CS261 Projects
General information
Your term project should address a research issue in
computer security and consist of the design
of some computer security system or technique,
or the analysis and possible improvement of some
existing system or technique. The main goal of the
project is to do original research on a problem of
interest in computer security.
You should work in a small group;
I expect that teams of approximately 2--3
will be appropriate for most projects.
Of course, expectations will
be adjusted according to the number of people in
your group.
I will not categorically rule out solo teams,
but I expect that working in groups will allow you
to tackle more substantial research issues.

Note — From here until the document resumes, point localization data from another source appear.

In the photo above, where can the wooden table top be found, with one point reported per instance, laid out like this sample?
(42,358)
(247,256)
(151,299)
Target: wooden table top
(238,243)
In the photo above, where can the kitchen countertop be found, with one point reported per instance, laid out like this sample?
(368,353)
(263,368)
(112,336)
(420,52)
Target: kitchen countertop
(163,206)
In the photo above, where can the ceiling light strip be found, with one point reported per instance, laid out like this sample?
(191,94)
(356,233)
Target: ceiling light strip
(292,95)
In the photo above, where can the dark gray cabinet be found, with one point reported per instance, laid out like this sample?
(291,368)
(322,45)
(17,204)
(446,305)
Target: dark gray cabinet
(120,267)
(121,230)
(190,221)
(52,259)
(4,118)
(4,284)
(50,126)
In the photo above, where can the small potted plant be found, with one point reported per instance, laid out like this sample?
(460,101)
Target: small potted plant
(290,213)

If you have trouble finding a project
partner, I can help you get matched up with someone
else by maintaining a list of people seeking teammates.
Projects will be evaluated on the quality of their research
in computer security. At the end of the semester,
you will write a conference-style paper on your work.

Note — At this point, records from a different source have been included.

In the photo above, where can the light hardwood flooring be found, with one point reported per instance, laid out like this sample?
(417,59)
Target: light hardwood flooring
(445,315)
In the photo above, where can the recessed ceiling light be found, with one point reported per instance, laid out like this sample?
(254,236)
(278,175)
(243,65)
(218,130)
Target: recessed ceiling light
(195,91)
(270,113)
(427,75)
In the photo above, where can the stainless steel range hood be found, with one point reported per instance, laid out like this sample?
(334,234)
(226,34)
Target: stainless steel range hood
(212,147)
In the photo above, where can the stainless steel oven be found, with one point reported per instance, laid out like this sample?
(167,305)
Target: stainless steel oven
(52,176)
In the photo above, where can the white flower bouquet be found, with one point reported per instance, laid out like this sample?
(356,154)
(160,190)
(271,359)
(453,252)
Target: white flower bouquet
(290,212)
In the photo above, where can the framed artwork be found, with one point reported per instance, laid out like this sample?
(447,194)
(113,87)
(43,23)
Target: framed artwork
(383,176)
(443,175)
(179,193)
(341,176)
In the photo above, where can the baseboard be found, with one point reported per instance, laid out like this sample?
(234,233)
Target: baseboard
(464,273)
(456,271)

See below for more details.
I expect that most projects will fall (more or less)
into one of two categories:
- Design. Design projects will usually attempt to solve
some interesting problem by proposing a design; implementing a prototype;
and using the implementation as a basis for evaluating the proposed
system architecture.
- Analysis. Analysis projects might, for example, study
some previously-proposed implementation technique,
existing system, or class of systems;
evaluate its security properties; find flaws, or strengths, in it;
and provide new insight into how to
build secure systems.
The research should be relevant to computer security,
but this will be interpreted broadly.
You are encouraged to find topics of interest to you;
feel free to be creative in selecting a project topic.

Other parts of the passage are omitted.